Danach wurde mir eine Pistole an den Kopf gehalten, während die, die ich versucht hatte zu retten, sonstwohin verschwunden oder sonstwo hatte sterben können. Die Angst, die ich damals gefühlt hatte, die sich in jeder meiner Körperzellen eingenistet hatte, ließ sich mit keinem anderen Gefühl vergleichen.

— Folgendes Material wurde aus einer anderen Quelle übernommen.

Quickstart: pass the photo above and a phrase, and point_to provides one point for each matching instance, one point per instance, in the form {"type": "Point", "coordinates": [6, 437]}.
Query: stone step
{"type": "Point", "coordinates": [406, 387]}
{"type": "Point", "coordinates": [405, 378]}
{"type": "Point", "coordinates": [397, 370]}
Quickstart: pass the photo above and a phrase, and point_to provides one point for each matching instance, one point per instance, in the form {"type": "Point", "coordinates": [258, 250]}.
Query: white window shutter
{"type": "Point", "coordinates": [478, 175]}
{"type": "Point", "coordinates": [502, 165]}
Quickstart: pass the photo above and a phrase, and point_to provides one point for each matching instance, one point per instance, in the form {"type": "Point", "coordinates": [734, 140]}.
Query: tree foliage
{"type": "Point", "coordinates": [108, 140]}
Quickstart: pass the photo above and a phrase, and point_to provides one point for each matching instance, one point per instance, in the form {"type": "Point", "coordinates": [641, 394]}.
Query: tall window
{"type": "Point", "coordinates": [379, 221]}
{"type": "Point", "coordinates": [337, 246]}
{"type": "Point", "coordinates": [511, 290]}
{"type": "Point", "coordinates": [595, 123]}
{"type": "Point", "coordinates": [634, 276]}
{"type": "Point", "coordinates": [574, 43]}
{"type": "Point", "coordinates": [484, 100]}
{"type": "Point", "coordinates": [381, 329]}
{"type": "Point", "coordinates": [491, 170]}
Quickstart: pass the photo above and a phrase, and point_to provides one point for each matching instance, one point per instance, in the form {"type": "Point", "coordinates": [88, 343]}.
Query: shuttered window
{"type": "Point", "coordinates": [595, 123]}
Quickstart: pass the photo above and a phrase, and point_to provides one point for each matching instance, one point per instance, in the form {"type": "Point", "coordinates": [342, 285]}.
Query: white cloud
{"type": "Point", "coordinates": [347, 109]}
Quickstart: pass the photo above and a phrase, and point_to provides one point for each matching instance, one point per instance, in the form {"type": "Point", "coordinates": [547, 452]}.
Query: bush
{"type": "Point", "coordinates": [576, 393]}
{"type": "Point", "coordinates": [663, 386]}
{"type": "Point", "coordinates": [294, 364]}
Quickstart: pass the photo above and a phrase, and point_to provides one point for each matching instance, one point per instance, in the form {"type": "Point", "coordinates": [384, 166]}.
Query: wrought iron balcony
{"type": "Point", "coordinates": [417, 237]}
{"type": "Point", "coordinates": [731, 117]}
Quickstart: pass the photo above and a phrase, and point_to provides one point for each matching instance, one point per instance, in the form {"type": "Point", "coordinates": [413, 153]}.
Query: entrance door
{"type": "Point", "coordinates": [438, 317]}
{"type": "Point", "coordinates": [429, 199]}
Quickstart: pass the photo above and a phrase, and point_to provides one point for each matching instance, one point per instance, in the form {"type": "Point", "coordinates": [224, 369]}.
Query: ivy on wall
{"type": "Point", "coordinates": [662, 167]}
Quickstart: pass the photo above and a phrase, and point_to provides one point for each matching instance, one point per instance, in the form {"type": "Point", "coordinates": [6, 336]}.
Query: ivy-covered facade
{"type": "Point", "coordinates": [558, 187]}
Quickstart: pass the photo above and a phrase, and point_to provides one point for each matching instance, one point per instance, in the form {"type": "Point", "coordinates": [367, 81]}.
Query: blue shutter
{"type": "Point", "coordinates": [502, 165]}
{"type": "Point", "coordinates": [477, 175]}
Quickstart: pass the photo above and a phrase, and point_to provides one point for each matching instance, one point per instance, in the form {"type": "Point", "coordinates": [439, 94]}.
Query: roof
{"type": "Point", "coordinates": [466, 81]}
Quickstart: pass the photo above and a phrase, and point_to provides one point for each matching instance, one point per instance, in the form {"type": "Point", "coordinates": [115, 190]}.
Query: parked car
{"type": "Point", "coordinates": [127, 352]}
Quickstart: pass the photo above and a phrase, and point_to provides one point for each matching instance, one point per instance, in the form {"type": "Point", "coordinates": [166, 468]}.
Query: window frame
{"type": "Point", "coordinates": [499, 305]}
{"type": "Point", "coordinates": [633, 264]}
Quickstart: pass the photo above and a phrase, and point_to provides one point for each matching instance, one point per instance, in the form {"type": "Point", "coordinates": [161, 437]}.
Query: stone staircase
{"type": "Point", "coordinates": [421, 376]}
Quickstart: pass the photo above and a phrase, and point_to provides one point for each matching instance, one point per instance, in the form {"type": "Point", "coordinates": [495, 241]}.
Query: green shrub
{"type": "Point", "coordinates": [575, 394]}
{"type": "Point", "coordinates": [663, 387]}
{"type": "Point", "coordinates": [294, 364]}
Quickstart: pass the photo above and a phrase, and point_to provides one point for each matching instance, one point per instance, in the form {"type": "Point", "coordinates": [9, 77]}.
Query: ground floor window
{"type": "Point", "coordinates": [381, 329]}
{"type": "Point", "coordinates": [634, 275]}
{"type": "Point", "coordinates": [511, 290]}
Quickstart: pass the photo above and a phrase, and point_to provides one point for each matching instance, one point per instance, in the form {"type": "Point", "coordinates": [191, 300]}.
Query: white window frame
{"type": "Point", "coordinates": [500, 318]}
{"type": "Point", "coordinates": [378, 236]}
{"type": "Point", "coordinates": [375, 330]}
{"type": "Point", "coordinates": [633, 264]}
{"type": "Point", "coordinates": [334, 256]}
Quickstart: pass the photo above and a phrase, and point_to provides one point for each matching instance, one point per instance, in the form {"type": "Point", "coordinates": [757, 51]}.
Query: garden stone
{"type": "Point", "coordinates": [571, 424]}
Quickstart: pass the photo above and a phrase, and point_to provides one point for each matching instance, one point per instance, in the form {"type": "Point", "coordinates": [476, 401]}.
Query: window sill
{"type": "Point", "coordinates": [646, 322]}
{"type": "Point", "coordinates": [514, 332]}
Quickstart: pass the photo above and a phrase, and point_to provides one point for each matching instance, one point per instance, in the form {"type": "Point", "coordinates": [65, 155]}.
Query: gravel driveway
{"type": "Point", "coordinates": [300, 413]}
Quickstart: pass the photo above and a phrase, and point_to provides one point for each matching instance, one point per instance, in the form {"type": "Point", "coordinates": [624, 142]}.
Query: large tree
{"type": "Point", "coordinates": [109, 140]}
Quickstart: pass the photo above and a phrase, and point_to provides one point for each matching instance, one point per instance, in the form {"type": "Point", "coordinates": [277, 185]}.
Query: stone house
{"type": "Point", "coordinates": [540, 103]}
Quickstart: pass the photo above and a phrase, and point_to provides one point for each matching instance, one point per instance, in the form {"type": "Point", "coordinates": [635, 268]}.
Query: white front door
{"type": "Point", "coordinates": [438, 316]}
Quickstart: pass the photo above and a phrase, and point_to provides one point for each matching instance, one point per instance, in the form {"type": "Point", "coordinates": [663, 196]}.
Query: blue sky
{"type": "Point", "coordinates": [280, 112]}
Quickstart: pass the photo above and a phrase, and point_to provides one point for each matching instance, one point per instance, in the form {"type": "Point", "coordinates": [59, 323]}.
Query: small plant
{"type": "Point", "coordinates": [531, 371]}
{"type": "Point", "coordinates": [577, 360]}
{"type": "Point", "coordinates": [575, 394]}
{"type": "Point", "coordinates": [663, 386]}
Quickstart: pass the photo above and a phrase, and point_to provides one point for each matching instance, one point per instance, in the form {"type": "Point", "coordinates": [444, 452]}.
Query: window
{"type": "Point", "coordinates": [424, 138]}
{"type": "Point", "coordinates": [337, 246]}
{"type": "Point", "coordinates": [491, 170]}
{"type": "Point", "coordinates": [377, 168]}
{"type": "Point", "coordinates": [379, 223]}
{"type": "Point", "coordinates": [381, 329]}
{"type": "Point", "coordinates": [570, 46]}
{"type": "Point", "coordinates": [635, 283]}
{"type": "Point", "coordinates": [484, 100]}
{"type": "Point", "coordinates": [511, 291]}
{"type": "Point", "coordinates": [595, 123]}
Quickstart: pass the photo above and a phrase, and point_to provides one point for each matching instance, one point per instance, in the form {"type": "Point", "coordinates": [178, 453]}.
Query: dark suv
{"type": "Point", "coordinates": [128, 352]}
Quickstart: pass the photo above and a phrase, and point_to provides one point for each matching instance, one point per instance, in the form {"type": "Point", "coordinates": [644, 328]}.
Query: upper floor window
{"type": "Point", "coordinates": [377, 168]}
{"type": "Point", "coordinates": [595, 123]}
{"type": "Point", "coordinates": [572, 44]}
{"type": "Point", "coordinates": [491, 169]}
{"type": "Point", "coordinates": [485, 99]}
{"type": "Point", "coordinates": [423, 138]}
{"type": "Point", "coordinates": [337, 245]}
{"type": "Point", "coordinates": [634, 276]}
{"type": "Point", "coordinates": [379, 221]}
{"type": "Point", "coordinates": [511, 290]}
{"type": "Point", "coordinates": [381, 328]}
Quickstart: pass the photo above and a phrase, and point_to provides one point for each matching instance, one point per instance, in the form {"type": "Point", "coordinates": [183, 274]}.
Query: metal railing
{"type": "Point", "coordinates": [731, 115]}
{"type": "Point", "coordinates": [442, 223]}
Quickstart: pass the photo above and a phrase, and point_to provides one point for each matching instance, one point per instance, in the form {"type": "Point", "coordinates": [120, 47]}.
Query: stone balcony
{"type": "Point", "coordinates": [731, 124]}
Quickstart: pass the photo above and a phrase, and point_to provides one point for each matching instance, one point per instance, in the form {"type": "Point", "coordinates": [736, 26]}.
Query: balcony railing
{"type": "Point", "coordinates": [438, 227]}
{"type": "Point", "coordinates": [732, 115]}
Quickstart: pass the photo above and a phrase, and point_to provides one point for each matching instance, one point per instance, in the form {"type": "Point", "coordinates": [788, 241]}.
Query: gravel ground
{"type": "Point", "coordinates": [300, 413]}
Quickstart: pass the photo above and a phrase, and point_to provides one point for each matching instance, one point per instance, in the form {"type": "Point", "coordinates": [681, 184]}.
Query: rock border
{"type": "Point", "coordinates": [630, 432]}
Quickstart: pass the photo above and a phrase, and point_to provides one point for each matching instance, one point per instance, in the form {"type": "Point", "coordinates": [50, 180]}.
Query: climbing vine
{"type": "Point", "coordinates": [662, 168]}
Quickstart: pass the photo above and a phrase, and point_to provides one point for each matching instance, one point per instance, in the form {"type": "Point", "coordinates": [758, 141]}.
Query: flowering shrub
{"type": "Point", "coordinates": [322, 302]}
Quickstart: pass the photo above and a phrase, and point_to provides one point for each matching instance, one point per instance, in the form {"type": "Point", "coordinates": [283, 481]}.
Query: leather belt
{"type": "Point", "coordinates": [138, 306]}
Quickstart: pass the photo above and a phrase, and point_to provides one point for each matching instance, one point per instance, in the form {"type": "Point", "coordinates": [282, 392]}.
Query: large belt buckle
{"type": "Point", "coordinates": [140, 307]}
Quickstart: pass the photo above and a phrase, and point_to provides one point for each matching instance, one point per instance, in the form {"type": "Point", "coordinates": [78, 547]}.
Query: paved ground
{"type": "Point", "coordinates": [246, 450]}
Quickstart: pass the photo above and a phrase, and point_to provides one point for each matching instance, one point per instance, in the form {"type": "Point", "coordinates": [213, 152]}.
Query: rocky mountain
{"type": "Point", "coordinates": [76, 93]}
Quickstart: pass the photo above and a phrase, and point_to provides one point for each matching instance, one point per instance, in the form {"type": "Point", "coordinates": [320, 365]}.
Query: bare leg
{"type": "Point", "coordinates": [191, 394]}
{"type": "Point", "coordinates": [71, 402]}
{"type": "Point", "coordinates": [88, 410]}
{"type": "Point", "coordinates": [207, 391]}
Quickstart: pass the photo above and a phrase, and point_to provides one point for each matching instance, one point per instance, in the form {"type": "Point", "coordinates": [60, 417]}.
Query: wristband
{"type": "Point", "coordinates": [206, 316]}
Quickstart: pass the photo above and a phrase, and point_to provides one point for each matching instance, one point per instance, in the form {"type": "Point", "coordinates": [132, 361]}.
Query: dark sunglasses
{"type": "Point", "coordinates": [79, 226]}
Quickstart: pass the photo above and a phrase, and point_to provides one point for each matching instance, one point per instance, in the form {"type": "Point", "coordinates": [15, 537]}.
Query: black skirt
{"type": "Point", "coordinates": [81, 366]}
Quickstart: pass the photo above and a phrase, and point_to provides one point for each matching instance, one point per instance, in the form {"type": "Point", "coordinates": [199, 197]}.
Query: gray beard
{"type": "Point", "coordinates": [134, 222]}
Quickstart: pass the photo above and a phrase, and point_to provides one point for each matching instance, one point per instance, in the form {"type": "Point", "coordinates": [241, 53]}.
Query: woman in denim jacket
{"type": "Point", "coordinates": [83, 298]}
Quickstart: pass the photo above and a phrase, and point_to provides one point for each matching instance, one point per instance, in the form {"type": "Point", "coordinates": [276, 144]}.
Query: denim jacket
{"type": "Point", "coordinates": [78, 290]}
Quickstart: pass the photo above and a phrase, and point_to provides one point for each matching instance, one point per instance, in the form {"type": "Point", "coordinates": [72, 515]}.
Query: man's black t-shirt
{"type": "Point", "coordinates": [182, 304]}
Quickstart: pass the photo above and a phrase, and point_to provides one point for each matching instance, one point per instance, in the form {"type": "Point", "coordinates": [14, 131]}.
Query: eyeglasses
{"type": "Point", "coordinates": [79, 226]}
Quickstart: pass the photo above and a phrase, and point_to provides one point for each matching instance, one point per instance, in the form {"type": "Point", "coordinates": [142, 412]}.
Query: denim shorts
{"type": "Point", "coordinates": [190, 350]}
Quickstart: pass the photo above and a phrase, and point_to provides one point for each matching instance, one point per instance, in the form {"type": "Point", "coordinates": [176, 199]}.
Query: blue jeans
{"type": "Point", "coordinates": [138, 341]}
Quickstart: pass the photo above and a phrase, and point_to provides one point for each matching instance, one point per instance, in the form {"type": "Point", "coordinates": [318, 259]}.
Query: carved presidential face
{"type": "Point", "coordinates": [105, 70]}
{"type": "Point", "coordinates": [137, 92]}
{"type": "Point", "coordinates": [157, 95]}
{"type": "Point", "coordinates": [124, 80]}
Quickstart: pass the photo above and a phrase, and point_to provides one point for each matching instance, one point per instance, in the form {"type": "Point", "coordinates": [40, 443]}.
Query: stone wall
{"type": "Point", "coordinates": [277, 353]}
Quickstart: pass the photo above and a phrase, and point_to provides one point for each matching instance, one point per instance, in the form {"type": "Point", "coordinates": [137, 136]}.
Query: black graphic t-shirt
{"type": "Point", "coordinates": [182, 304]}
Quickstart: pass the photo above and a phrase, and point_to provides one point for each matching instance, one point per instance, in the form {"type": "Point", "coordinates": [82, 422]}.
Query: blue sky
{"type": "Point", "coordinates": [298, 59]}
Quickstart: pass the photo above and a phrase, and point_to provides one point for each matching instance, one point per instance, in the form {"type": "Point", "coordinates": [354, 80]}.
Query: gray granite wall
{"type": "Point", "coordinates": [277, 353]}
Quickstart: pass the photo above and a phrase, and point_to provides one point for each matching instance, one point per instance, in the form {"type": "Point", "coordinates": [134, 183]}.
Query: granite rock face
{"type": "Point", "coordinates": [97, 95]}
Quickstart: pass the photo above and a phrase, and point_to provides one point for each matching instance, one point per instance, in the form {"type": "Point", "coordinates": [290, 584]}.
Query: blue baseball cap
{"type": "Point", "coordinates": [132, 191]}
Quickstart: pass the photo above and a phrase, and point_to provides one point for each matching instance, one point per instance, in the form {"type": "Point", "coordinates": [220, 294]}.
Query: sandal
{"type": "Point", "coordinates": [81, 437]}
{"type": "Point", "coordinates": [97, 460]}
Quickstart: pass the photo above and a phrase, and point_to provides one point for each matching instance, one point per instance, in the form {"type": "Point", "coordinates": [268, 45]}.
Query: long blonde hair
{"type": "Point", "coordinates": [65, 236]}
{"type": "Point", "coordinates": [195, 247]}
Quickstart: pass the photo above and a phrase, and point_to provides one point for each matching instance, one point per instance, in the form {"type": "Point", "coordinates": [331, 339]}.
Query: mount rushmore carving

Um der ganzen Misere noch das Sahnehäubchen aufzusetzen, wurde mehrfach auf mich geschossen, wobei einer der Schüsse sogar meinen rechten Unterschenkel getroffen und einige Muskeln durchtrennt sowie ein Stück meines Knochens abgetrennt hatte.

Jedoch am Allerschlimmsten war das gewesen, was mir nach meiner Entführung im Krankenhaus wieder eingefallen war. Denn zu mir war die Erinnerung zurückgekehrt, dass ich auf einen von Harrisons Männern geschossen hatte – ihn möglicherweise erschossen hatte.

Bis heute sah ich genau vor mir, wie er zu Boden gegangen war und sich nicht mehr bewegt hatte und ich anschließend einen Hügel nach unten gerollt war und dachte, dass das nun die Endstation meines Lebens gewesen wäre.

Zum Glück war dieser Fall nicht eingetreten und sowohl ich als auch der Mann hatten die ganze Sache überlebt, jedoch hatte meine Psyche dabei erheblichen Schaden davongetragen.

Die ganze Geschichte wollte ich jedoch nicht nochmal im Detail erläutern, denn das hatte ich ausgiebig mit meinem Psychologen getan. Genau aus diesen Gründen hatte ich verdammt Angst vor dem, was mich hinter diesen hohen Mauern und den Stacheldrahtzäunen erwarten würde. 

»Willst du das immer noch durchziehen?«, fragte Cole und musterte mich von der Seite. Schon den gesamten Vormittag umgab ihn eine seltsame Aura, die mich nicht gerade besser fühlen ließ.

Alle fünf Minuten fragte er, ob ich wirklich dazu bereit war oder ob es mir wirklich gut ging. Prinzipiell sollte ich mich darüber freuen, dass er sich anscheinend solche Sorgen um mich machte und mir damit seine Zuneigung signalisierte, im Moment ging es mir allerdings ziemlich auf die Nerven.